Mam nadzieję, że na kolejną produkcję Tomka i Brajana nie trzeba będzie znowu czekać prawie 4 lata.


Dane wyjazdu:
48.50 km 22.00 km teren
03:20 h 14.55 km/h:
Podjazdy:650 m

Kolekcjoner opon

Niedziela, 29 marca 2015 · dodano: 29.03.2015 | Komentarze 4

Udało się wygospodarować chwilę na rower i nawinąłem kilka pobliskich pagórów. Warun uległ pogorszeniu, wytłukłem się konkretnie po błocku. Nawet dobrze mi się jechało do czasu aż nie zgłodniałem. Rzeszowskie pagóry to jednak inna skala niż Beskid czy nawet Przemyskie. Wracając zastałem kolejki na wszystkich myjniach - widać rodacy uwielbiają czynny, niedzielny wypoczynek haha.


W sobotę rano padał deszcz, jazda rowerem nie miała sensu. Standardowo w takich chwilach kompletnie nie wiedziałem co począć ze swoim życiem :). Zszedłem do piwnicy i zacząłem sprzątać. Jakoś nigdy nie potrafiłem tak po prostu wyrzucić zużytej opony. Przez lata jeżdżenia nazbierało mi się tego trochę. Samych zwijanych jest spora kupka.

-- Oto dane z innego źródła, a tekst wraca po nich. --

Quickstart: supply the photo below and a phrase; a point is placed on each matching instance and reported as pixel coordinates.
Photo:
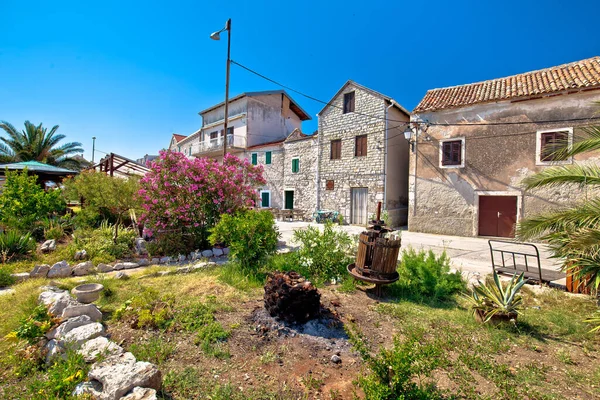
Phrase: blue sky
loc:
(132, 73)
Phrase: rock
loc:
(80, 255)
(99, 346)
(84, 268)
(93, 388)
(140, 393)
(39, 271)
(121, 275)
(53, 349)
(59, 270)
(120, 374)
(105, 267)
(78, 336)
(67, 326)
(56, 301)
(126, 265)
(217, 252)
(140, 246)
(21, 276)
(48, 246)
(77, 309)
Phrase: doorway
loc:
(288, 199)
(497, 216)
(358, 204)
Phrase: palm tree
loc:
(573, 234)
(36, 143)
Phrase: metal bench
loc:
(517, 257)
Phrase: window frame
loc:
(538, 146)
(349, 104)
(366, 146)
(297, 165)
(338, 143)
(462, 153)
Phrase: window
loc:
(265, 198)
(452, 153)
(348, 102)
(550, 141)
(360, 146)
(336, 149)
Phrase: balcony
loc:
(206, 147)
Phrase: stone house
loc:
(362, 155)
(474, 144)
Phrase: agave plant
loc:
(595, 321)
(492, 299)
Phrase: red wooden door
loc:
(497, 215)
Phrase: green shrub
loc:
(399, 372)
(423, 275)
(23, 202)
(13, 244)
(6, 279)
(251, 237)
(323, 256)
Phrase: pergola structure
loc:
(116, 165)
(44, 172)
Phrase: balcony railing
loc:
(206, 146)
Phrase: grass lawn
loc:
(200, 331)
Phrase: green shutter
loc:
(265, 199)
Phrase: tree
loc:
(23, 202)
(99, 190)
(36, 143)
(573, 234)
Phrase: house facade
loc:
(362, 155)
(475, 143)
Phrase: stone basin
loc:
(87, 293)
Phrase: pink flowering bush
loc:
(188, 196)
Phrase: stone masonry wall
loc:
(350, 171)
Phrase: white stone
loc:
(78, 336)
(120, 374)
(140, 393)
(60, 270)
(40, 271)
(105, 267)
(21, 276)
(84, 268)
(125, 265)
(67, 326)
(99, 346)
(77, 309)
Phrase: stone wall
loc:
(496, 159)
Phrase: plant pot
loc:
(496, 318)
(87, 293)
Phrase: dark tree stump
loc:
(291, 298)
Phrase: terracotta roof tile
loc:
(575, 75)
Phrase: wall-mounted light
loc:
(408, 136)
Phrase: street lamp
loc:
(216, 36)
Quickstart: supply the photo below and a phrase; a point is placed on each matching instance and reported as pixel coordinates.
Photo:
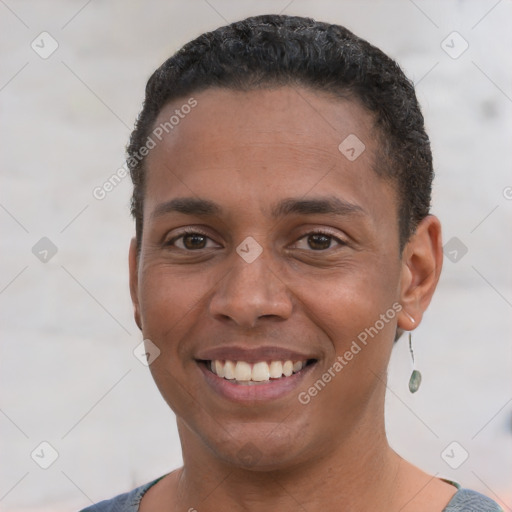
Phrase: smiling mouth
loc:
(244, 373)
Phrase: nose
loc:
(250, 292)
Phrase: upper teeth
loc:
(242, 371)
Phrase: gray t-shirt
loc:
(464, 500)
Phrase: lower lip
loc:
(266, 390)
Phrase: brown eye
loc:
(194, 241)
(319, 241)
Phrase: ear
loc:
(422, 260)
(134, 281)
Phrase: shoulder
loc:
(127, 502)
(466, 500)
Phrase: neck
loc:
(355, 474)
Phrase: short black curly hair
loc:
(279, 50)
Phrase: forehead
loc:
(255, 146)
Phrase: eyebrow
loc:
(205, 208)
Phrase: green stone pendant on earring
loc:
(414, 381)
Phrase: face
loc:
(263, 242)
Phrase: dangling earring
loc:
(415, 380)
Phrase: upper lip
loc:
(252, 355)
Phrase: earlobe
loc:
(422, 261)
(134, 281)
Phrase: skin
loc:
(247, 151)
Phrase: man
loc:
(282, 179)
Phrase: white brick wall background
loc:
(68, 374)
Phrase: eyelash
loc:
(196, 231)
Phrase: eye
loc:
(192, 241)
(318, 241)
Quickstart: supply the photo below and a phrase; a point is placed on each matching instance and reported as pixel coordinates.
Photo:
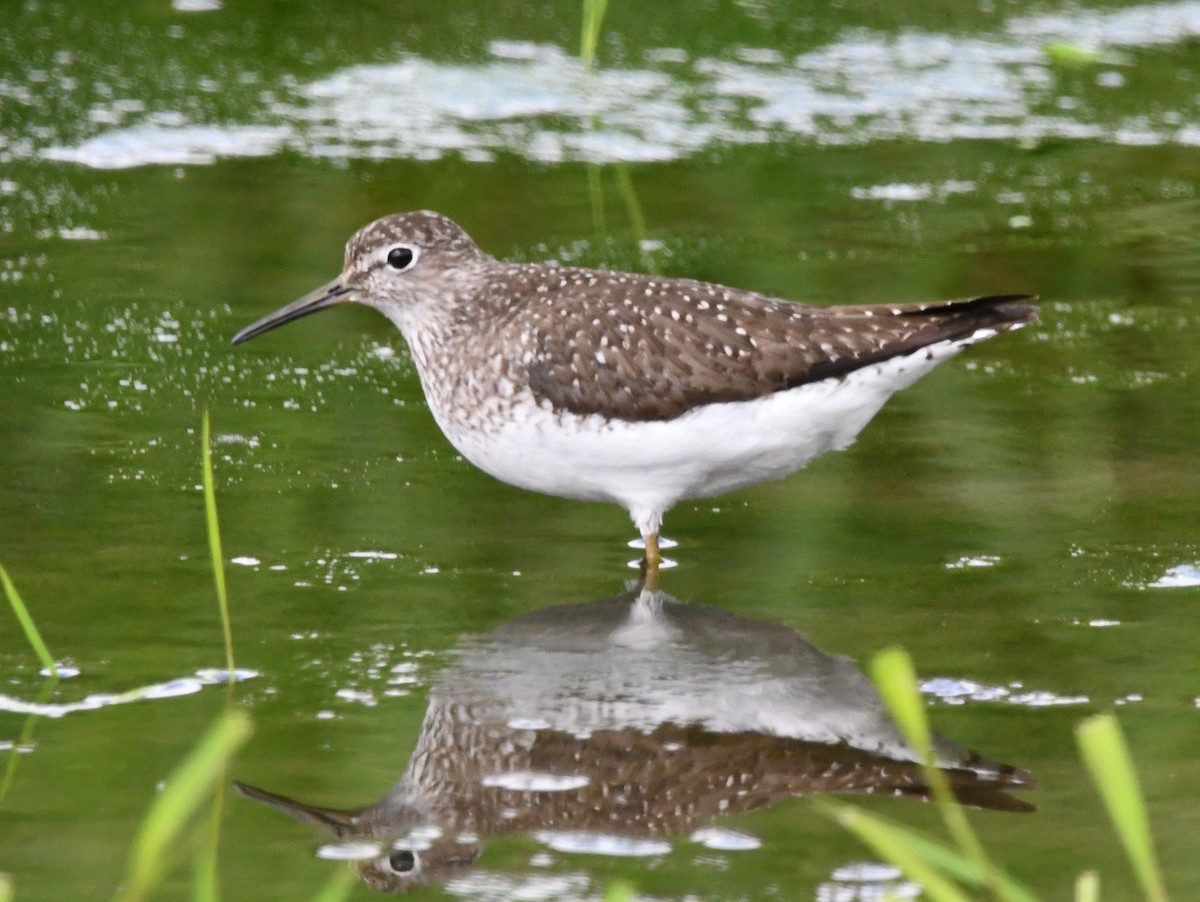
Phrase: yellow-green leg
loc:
(653, 559)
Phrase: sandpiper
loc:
(634, 389)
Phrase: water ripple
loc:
(540, 102)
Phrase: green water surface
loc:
(1024, 521)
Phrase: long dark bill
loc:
(324, 296)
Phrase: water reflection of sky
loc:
(539, 102)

HighRollery2 prawie nówki, 2 sztuki Nobby Niców, reszta to Nevegale, które niestety nadają się tylko do wyrzucenia bo albo kompletnie dojechane albo poprzecinane. Małe porównanie wagowe zestawów:

Kenda Nevegal 2.1: 610g
Kenda Nevegal 2.35: - 770g

Maxxis High RollerII 2.4 - 880g
Maxxis High Roller RII 2.35 - 840g

Schwalbe Nobby Nic 2.25 - 530g
Schwalbe Nobby Nic 2.10 - 510g

Jak widać Maxxisy to są topory - a przecież to nawet nie jest 1-PLY. Nobby Nic to waga piórkowa ale za to są cienkie jak szmatka, raczej ich nie widzę na kamienistych trasach (zresztą kiedyś pisałem, że ta opona to paździerz). Ja zostaję przy Nevegalach. Krótki acz płomienny romans z Maxxisem pozwolił mi docenić Kendy. Najlepszy stosunek jakość/cena/przyczepność/waga. Nie potrzebuję żadnych innych opon. Amen.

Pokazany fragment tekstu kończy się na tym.